August 24, 2011
After weeks of rain I wake in the morning to a clear blue sky. All day it is sunny, bodies coming out of hibernation. It is the middle of the day when Blue became not just a sunny day, not just a body coming alive into the rising sap of spring, but the story of my (im)possible Gippsland. In one group children have to choose a colour card (from a paint shop) and find an example of a 'living', a 'non-living' and a 'once living' element of the wetlands that matches their chosen colour. Jack holds his square of blue colour up to the sky and marvels simply at the colour blue. Caleb, the bird boy, points to a flock of water birds outlined in black against a blue, blue sky. As they turn and wheel back and forth, cream underfeathers flicker white in the bright sunlight. A great expanse of blue sky, of birds flying in perfect V formation, making patterns with their bodies. How do they do it? What is it like to be a bird in flight, not a single bird, but a whole flock of birds flying as one but not-one? But it is not even that, it is that at this moment blue becomes Blue, the story of blue, the story of this blue day.
In the novel Mr Pip, set in colonial Papua New Guinea, the teacher asks all of the grandmothers to come into the class to talk to the children.

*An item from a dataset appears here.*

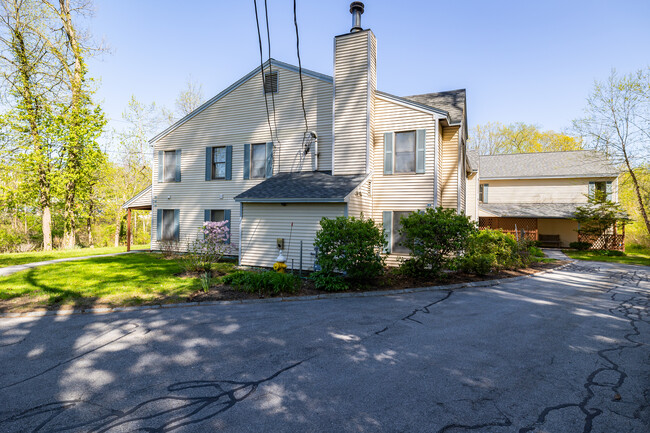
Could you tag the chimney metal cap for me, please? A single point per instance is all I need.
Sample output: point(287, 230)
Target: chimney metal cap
point(356, 5)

Daniel's grandmother comes into the class one day and this is what she says:
I will tell you everything I know about the colour blue.
Blue is the colour of the Pacific Ocean. It is the air we breathe. Blue is the gap in the air of all things such as the palms and iron roofs. But for blue we would not see the fruit bats. Thank you God for the colour blue.
It is surprising when the colour blue pops up, look and ye shall find. You can find blue squinting up in the cracks of the wharf at Kieta. And you know what it is trying to do? It is trying to get at the stinking fish guts to take them back home. If blue was an animal or plant or bird it would be a seagull. It gets its sticky beak into everything.
Blue also has magical powers. You watch a reef and tell me if I am lying. Blue crashes into a reef and what colour does it release? It releases white. Now how does it do that?
(Jones, 2006, p. 57)
Somehow these images of Blue: the blue of Chrissiejoy's lake and the blue in the story of Daniel's grandmother, the surprising blue sky of a late winter's day and the blue of the paint card held up to the sky as the formation of birds flew over, captured something as yet unspeakable and unknowable about these children and this place that I wanted to explore further.
Ten groups of teacher education students prepared activities for the children to learn alternative ways of viewing the world in the wetlands. Each group posted their activities on the unit bulletin board for comment. Group 6 developed an activity called 'Colour Code Treasure Hunt' focusing on the concept of 'adaptation' using swatches of paint from the local Bunnings Hardware store. The students had to choose a paint sample and search the wetlands for something that matched their colour. They were provided with digital cameras to photograph all of the things they found that matched the colour of their paint sample (Figure 4.1).
It was in this group that I saw the students with the colour Blue. They were gazing up into the blue blue sky holding their paint swatch up in front of their eyes: 'What makes the sky blue?' they wondered.